# Rear wiring on Swift Kontiki



## snoopy5 (Aug 14, 2015)

Hi Guys

New to the forum but have seen a lot of interesting things.

Perhaps someone could point me in the right direction.

I have a Swift Kontiki 640 (1999) and want to add an audible reversing alarm but I am having problems getting into the reversing light and tail lights. How do I access the wiring loom ?

Any help much appreciated


----------



## gaspode (May 9, 2005)

I understand that legally only GOODS vehicles are permitted to use an audible reversing alarm and that any such alarm must have a system to automatically silence it during late night and early morning hours.
Having said that, there are loads of reversing light bulbs sold with an alarm built in so why not get one of those so you only need to change the bulb?


----------



## snoopy5 (Aug 14, 2015)

Hi Gaspode


I have already bought one.
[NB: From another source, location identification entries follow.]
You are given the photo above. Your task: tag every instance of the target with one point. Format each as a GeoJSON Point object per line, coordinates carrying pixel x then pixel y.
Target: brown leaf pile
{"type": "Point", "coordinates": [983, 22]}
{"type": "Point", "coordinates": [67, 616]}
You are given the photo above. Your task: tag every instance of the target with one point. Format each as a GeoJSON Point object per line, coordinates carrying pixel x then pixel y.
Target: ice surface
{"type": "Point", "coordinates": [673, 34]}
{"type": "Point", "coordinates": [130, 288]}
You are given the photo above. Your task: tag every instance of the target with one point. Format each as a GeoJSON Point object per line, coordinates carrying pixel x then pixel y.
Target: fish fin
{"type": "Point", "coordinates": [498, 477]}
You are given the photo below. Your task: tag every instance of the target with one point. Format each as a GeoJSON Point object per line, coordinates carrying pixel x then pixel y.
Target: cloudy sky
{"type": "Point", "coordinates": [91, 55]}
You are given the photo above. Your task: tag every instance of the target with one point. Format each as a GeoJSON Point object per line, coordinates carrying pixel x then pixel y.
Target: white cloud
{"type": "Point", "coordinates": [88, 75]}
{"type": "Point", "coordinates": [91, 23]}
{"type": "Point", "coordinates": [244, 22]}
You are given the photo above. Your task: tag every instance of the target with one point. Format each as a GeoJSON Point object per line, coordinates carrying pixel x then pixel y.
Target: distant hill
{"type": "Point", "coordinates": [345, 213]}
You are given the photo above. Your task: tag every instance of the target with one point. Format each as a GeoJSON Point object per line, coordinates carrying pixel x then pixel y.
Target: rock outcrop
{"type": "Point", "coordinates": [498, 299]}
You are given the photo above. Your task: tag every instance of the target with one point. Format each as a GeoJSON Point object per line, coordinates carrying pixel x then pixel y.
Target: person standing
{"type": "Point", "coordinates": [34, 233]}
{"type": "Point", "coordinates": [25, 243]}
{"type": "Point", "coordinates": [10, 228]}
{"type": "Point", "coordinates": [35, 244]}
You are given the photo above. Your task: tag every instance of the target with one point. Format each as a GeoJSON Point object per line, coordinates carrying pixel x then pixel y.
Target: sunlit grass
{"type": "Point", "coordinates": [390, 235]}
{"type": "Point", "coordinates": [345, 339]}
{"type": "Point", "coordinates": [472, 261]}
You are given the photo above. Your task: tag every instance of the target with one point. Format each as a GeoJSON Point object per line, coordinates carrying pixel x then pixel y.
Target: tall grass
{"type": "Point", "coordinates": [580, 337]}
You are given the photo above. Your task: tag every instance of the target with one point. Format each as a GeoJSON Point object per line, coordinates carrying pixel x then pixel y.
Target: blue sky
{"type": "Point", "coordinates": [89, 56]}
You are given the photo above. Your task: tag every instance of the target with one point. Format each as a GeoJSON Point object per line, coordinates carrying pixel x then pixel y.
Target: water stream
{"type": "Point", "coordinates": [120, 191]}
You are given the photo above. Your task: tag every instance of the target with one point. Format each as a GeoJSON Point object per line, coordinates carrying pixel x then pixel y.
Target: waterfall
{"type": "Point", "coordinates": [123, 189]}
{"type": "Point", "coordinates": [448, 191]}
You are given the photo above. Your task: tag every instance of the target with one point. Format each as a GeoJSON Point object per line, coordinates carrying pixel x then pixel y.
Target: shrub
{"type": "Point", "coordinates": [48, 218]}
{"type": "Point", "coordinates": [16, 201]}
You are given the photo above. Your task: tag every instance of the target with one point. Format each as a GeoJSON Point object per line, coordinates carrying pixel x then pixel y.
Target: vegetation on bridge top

It does have the function to switch off when the tail lights are on, so during the night


Have never seen anything to say they are only legal on LGVvehicles. Will check it out.


thank you


----------



## gaspode (May 9, 2005)

I think the relevant legislation is Regulation 99 Road Vehicles (Construction and Use) Regulations 1986, which states:

No person shall sound or cause or permit to be sounded on a road a reversing alarm or a boarding aid alarm unless it is fitted to:


a goods vehicle having a maximum gross weight not less than 2000kg,
a bus,
engineering plant, a refuse vehicle or a works truck.


----------



## cabby (May 14, 2005)

On some of those, not sure what year, there was a socket in the loom that was for a tow bar, maybe that could be used if fitted.The offside behind the light unit if I remember correctly. 

cabby


----------